MOTOR VEHICLE COOLING CONTROL SYSTEM AND METHOD
20190286079 ยท 2019-09-19
Inventors
Cpc classification
Y02T10/64
GENERAL TAGGING OF NEW TECHNOLOGICAL DEVELOPMENTS; GENERAL TAGGING OF CROSS-SECTIONAL TECHNOLOGIES SPANNING OVER SEVERAL SECTIONS OF THE IPC; TECHNICAL SUBJECTS COVERED BY FORMER USPC CROSS-REFERENCE ART COLLECTIONS [XRACs] AND DIGESTS
Y02T10/70
GENERAL TAGGING OF NEW TECHNOLOGICAL DEVELOPMENTS; GENERAL TAGGING OF CROSS-SECTIONAL TECHNOLOGIES SPANNING OVER SEVERAL SECTIONS OF THE IPC; TECHNICAL SUBJECTS COVERED BY FORMER USPC CROSS-REFERENCE ART COLLECTIONS [XRACs] AND DIGESTS
F25B49/00
MECHANICAL ENGINEERING; LIGHTING; HEATING; WEAPONS; BLASTING
G05B13/042
PHYSICS
B60L50/50
PERFORMING OPERATIONS; TRANSPORTING
B60L3/00
PERFORMING OPERATIONS; TRANSPORTING
B60L2240/36
PERFORMING OPERATIONS; TRANSPORTING
F25B2700/21
MECHANICAL ENGINEERING; LIGHTING; HEATING; WEAPONS; BLASTING
International classification
Abstract
A cooling control system and method for a motor vehicle comprising: a server unit and N client units, wherein N is greater than or equal to 1, the server unit being in data connection with the N client units via a wireless network, the N client units configured to be arranged on N motor vehicles respectively, each client unit configured to perform real-time collection and storage of calculation input data on the corresponding motor vehicle for evaluating a temperature of a unit requiring cooling on the motor vehicle, perform real-time collection and storage of temperature data of the unit requiring cooling, predict, using the collected calculation input data, temperature data at a future time of the unit requiring cooling based on a predictive mathematical model determined by the server unit (200), and enable the selective cooling in advance of the unit requiring cooling based on the predicted temperature data.
Claims
1. A cooling control system for a motor vehicle comprising: a server unit (200); and N client units (1, 2, 3, 4, 5, 6, . . . , N), wherein N is greater than or equal to 1, the server unit (200) being in data connection with the N client units (1, 2, 3, 4, 5, 6, . . . , N) via a wireless network, the N client units (1, 2, 3, 4, 5, 6, . . . , N) configured to be arranged on N motor vehicles respectively, each client unit configured to perform real-time collection and storage of calculation input data (X(t)) on the corresponding motor vehicle for evaluating a temperature of a unit requiring cooling on the motor vehicle, perform real-time collection and storage of temperature data (T(t)) of the unit requiring cooling, predict, using the collected calculation input data (X(t)), temperature data (T(t)) at a future time of the unit requiring cooling based on a predictive mathematical model (Func) determined by the server unit (200), and enable the selective cooling in advance of the unit requiring cooling based on the predicted temperature data (T(t)), wherein the server unit (200) is configured to receive the collected calculation input data (X(t)) and temperature data (T(t)) from the N client units (1, 2, 3, 4, 5, 6, . . . , N) and, based on the received data (X(t) and T(t)), optimize and improve the predictive mathematical model (Func) or create a new predictive mathematical model (Func).

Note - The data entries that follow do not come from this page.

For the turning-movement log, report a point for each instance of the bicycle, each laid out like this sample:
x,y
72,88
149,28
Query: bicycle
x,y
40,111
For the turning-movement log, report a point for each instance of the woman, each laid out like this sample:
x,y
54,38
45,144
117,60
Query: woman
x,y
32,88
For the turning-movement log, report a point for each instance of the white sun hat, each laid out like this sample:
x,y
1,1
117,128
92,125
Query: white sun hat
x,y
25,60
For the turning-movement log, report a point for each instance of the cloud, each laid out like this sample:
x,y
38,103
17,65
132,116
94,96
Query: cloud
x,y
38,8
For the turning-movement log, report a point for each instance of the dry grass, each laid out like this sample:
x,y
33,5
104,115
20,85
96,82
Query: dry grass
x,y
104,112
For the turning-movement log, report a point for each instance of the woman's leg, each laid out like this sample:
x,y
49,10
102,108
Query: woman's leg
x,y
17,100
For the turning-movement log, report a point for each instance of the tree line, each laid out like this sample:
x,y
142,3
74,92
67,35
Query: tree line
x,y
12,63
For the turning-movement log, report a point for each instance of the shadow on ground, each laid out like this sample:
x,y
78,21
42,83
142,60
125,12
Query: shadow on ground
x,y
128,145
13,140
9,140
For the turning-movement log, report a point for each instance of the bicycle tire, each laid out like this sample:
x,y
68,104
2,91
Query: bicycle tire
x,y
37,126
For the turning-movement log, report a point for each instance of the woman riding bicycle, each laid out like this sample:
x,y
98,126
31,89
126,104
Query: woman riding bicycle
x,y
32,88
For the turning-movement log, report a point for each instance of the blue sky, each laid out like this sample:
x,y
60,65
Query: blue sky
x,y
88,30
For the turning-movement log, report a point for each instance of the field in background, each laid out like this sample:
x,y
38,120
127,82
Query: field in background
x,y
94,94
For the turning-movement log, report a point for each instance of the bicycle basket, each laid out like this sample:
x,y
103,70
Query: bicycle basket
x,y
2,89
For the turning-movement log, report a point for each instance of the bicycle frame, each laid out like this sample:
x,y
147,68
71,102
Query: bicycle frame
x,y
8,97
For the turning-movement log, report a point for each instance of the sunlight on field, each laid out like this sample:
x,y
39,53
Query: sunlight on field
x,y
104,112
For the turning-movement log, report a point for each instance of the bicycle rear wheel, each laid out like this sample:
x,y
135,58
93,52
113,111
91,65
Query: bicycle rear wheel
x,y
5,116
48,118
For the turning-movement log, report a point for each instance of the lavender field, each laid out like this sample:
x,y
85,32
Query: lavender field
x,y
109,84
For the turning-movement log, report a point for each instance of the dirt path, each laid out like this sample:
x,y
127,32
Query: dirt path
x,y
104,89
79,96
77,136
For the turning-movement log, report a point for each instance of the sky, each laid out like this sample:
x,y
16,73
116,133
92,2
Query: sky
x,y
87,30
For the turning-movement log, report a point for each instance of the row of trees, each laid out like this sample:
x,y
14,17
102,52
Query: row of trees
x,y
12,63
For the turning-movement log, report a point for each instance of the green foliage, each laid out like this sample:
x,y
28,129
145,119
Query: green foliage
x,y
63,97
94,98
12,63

2. The cooling control system for a motor vehicle as claimed in claim 1, wherein for the predictive mathematical model (Func) currently being used by each client unit, the server unit (200) uses at least a portion of the calculation input data (X(t)) and at least a portion of the temperature data (T(t)) received from the client unit as an input and an output of the predictive mathematical model (Func) respectively, to verify whether the data matches the predictive mathematical model (Func).

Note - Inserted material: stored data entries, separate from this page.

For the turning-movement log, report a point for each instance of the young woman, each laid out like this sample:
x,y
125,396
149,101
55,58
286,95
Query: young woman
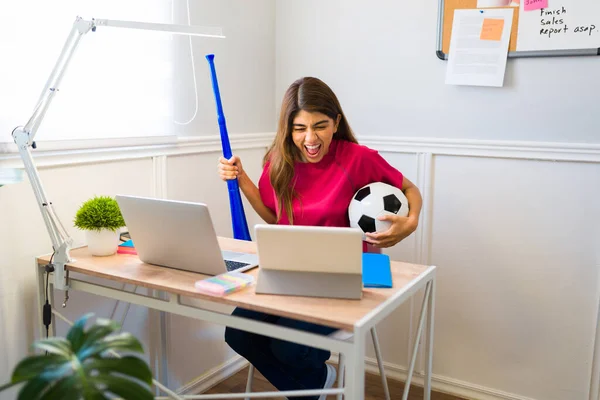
x,y
311,172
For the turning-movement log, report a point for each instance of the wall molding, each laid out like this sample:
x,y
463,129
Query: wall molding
x,y
214,376
393,371
73,152
550,151
62,153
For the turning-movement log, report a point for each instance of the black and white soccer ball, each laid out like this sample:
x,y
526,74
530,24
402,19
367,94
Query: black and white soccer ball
x,y
373,200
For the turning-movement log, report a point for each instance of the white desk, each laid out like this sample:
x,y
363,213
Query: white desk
x,y
357,316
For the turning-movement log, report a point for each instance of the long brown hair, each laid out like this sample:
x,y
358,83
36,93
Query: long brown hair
x,y
311,95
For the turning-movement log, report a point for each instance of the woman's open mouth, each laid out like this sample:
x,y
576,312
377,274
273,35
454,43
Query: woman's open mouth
x,y
312,150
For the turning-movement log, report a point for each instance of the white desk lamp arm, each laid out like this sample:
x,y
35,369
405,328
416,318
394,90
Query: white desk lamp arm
x,y
24,139
24,136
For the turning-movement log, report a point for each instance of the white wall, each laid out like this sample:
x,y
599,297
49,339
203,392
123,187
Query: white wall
x,y
379,57
514,234
244,61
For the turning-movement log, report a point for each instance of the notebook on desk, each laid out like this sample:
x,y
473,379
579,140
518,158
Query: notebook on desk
x,y
376,270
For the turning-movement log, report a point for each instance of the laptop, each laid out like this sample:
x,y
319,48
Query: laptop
x,y
180,235
309,261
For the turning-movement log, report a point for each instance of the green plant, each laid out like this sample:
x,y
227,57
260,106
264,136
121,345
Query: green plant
x,y
80,367
99,212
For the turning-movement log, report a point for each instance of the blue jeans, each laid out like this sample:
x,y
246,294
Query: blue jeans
x,y
287,365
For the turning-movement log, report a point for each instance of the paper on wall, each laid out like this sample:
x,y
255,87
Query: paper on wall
x,y
479,47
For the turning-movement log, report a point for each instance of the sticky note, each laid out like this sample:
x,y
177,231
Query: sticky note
x,y
531,5
492,29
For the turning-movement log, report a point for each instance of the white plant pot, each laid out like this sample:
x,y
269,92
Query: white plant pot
x,y
103,242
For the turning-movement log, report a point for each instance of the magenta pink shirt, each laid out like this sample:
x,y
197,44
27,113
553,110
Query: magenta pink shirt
x,y
327,187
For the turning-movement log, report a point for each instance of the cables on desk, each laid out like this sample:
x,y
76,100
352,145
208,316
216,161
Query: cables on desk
x,y
47,308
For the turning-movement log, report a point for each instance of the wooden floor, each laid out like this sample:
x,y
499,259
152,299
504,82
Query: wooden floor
x,y
373,388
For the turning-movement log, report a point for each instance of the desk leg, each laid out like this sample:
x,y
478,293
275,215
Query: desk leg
x,y
158,342
355,367
429,344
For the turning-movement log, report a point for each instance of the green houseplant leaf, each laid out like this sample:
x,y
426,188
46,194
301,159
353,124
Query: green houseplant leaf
x,y
80,366
99,212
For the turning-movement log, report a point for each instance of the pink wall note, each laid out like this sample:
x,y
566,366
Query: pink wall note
x,y
535,4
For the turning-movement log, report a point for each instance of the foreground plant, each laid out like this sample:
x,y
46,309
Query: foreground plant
x,y
83,366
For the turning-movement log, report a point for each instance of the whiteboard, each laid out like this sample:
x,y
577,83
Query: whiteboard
x,y
565,27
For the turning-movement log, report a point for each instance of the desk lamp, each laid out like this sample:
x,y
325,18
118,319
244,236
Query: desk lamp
x,y
24,135
10,175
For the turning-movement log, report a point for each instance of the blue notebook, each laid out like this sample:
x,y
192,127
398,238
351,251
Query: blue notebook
x,y
376,270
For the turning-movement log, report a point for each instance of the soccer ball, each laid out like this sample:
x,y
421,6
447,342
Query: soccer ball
x,y
373,200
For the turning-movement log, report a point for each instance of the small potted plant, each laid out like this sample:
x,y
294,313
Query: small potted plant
x,y
100,217
84,365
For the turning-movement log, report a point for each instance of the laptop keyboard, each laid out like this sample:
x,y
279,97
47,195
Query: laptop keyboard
x,y
233,265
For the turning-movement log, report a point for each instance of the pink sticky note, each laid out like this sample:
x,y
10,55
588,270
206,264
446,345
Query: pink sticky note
x,y
531,5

3. The cooling control system for a motor vehicle as claimed in claim 2, wherein, when a verification result of the server unit (200) indicates that the predictive mathematical model (Func) does not match data, the predictive mathematical model (Func) is replaced by the new predictive mathematical model (Func).

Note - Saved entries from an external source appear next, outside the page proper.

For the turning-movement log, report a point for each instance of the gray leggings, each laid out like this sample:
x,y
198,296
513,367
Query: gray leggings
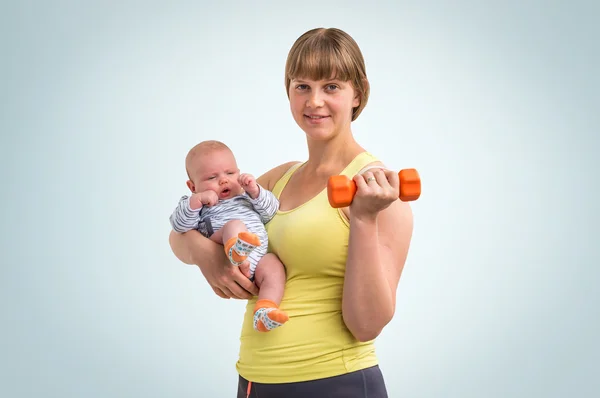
x,y
366,383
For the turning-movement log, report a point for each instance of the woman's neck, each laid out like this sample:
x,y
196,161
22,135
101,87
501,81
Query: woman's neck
x,y
326,158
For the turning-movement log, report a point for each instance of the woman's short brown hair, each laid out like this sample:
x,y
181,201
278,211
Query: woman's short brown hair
x,y
325,53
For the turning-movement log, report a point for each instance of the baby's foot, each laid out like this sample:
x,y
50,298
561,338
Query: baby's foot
x,y
238,248
267,316
245,269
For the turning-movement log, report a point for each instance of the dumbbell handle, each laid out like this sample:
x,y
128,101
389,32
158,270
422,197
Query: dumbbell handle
x,y
341,189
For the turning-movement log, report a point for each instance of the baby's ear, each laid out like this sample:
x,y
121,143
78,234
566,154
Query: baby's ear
x,y
191,185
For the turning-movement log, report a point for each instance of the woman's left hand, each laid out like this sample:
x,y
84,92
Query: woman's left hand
x,y
376,189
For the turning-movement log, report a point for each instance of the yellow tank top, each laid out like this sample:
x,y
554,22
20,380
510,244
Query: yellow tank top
x,y
312,241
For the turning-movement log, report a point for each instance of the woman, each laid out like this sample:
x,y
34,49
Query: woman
x,y
343,265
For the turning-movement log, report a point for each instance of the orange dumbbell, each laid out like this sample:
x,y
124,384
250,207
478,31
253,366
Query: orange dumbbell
x,y
341,189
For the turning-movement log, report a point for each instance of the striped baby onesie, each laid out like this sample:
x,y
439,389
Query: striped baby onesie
x,y
254,213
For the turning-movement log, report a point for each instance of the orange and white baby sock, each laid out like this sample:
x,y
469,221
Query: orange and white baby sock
x,y
239,247
268,316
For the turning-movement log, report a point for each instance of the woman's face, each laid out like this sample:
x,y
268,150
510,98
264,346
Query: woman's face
x,y
322,108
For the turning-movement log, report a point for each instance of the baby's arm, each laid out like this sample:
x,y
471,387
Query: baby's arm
x,y
184,218
263,200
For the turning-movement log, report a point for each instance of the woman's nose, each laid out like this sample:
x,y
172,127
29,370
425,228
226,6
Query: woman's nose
x,y
314,100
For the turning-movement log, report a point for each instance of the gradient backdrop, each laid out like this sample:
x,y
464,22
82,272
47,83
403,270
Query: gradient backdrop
x,y
495,103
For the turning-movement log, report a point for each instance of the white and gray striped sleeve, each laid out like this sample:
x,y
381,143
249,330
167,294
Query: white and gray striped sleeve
x,y
266,204
183,218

4. The cooling control system for a motor vehicle as claimed in claim 3, wherein the new predictive mathematical model (Func) is selected by the server unit (200) from a data memory of the server unit (200) based on data already received or the new predictive mathematical model (Func) is generated by the server unit (200) based on data already received.
5. The cooling control system for a motor vehicle as claimed in claim 2, wherein, when a verification result of the server unit (200) indicates that the predictive mathematical model (Func) matches data, the server unit (200) optimizes and improves the predictive mathematical model (Func) based on data already received, to generate an optimized and improved predictive mathematical model (Func).
6. The cooling control system for a motor vehicle as claimed in claim 1, wherein the new predictive mathematical model (Func) or the optimized and improved predictive mathematical model (Func) is sent to the client unit for use and is stored in a data memory of the server unit (200).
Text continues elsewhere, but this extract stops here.